Got a minute or two? Let’s talk about file read chunking, data URLs and base 64.
If you’ve been looking forward to the previously promised discussion about file reading/downloading to/uploading from IndexedDb – well, keep looking forward, it’s on the way. In the meantime, however, let’s take a quick look at a problem and it’s quick and easy solution, that emerged out of making file reading chunkable for the HUp plugin.
The Problem
The HUp plugin has, as one of its goals, sensible defaults – such that a user can just call it against whatever element they want to make into a file reader/uploader drag-and-drop point, and presto! Everything works, and in a reasonable manner.

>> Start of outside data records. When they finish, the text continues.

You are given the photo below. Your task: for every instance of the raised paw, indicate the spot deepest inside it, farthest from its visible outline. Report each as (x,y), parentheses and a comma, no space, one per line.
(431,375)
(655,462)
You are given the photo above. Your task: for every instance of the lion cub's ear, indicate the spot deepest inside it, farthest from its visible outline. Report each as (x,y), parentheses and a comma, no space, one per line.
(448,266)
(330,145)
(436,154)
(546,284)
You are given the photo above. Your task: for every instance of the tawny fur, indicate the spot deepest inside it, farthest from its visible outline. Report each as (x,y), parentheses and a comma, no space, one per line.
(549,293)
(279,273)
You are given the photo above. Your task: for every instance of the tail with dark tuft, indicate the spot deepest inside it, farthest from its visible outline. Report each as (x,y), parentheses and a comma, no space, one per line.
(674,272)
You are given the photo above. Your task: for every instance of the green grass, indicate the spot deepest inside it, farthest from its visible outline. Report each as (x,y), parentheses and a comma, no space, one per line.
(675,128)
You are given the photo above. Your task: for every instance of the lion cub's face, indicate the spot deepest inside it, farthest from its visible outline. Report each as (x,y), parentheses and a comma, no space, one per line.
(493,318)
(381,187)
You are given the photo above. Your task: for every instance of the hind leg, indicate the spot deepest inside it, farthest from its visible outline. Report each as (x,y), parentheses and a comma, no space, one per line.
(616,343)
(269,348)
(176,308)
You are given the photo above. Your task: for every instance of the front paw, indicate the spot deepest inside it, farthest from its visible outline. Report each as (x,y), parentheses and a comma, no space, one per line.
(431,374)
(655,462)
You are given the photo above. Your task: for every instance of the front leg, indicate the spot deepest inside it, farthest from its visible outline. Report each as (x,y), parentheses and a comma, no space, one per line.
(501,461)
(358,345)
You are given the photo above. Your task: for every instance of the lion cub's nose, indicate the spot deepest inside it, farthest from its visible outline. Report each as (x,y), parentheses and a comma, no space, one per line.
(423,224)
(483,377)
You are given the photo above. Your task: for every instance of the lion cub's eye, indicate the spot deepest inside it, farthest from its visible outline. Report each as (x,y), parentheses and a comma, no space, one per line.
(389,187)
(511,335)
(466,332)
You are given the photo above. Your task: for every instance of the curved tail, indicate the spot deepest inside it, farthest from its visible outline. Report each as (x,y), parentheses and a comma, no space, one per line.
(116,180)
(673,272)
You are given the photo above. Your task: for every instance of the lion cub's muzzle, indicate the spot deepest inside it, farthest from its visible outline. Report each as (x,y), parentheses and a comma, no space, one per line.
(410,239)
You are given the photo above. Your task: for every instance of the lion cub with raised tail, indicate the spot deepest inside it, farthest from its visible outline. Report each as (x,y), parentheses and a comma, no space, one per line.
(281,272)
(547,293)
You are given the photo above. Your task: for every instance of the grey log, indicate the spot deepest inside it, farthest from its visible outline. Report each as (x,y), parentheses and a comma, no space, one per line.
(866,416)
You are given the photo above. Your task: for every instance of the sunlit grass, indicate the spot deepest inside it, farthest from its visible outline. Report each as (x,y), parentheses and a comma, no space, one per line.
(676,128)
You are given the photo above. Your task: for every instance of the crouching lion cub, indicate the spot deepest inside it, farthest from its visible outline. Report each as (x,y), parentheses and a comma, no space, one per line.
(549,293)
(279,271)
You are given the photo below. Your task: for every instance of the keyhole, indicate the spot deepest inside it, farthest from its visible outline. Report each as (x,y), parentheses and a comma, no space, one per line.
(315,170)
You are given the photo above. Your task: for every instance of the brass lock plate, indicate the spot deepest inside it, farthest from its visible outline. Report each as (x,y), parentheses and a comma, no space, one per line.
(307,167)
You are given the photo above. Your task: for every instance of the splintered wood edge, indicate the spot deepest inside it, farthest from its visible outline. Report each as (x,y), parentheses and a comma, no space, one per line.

When I added the ability to read files in chunks, to mirror and complement our ability to upload files in chunks, we hit a snag in regards to the above goal. Generally speaking, the expectation is that developers using the plugin to read files in will probably want to be able to use said file in the browser in some fashion, and one of the simplest representations that can be used directly in the browser is a base64-encoded data URL. You can expect to be able to pop it into the src attribute of a number of elements in a modern browser, and be able to do something with it right away. So, defaulting our read_method
to readAsDataURL
makes sense.
However! Now that we’re chunking file reads by default (since it offers benefits, some of which were discussed last time), if the file to be read is larger than our chunk_size
(which defaults to 1MiB), than it will be read as a number of chunks, which will need to be reassembled to be used in a src attribute as a data URL. Small bit of extra work for the developer, but a little string manipulation and you’re done, right?
Not quite.
It’s common knowledge that encoding binary data as base64 will result in an overall increase in size of about 33%. This is because, with a total of 26 different values, base64 can encode 6 bits per character (that is, the eight bits composing one character (in, for example, utf-8), are each used to represent 6 bits in the source binary).
So what’s the problem? We can end up with chunks that can’t be trivially recombined, and the details we just discussed regarding how many bits per character we get in base64-encoding explains why – if we’re not careful about where we slice the file chunks, we end up with each base64 chunk after the first out of alignment from the binary source. Attempting to simply concatenate them and use them will fail.
The Workaround
Recently, a user of the plugin brought up an unrelated problem, regarding the mime-type on the produced data URLs. In the process of fixing this, I started thinking about how chunking might affect the data URLs, and a few quick experiments showed me I was correct – chunking the files and encoding them as base64 caused problems. I didn’t have the time to fix the issue at that moment, however, so I mentioned a workaround to said user.
You, lucky reader, don’t need this workaround, since this issue is now addressed – however, it might be of future interest, particularly if you need/prefer to work with Array Buffers.
Since using an Array Buffer means we don’t need to worry about base64 encoding a file, we can slice and dice each chunk however we please, and concatenating the resulting array buffers poses no issue. So, instead of using readAsDataURL
as our read_method
, I suggested this user employ the readAsArrayBuffer
method instead.
What if he wants to be able to display or otherwise use the read-in file in the browser? Well, we could convert the concatenated array buffers into base64, but a much more straightforward method is to create a new Blob from the concatenated array buffers, and get an object url from said blob to display.
This would look something like the following, assuming for the sake of example that you have three array buffers which we’ll creatively name arr1, arr2 and arr3:
var blob = new Blob([arr1, arr2, arr3], {type:'mime/type'}),
url = URL.createObjectURL(blob);
Pretty easy, right?
The Solution
I wasn’t entirely happy with having to suggest this workaround, however, so when I had an hour or so free to revisit the question, I tried a little experiment. Could it really be as simple, I wondered, as making sure our chunks were aligned to the nearest multiple of 6 (remembering, as mentioned above, that we get 6-bits per character)?
Yes, yes it could be.
So, the defaults for HUp can now remain blissfully unchanged, and chunking works just fine – when readAsDataURL
is specified as the read_method, the plugin will transparently alter the total size of each chunk to the nearest multiple of 6 until we reach the end of the file, ensuring that the resulting base64 remains aligned with the binary source, and allowing trivial recombination of the data URLs.
I’ve also added a small convenience function to handle said recombination – check out the Github Repo for the details.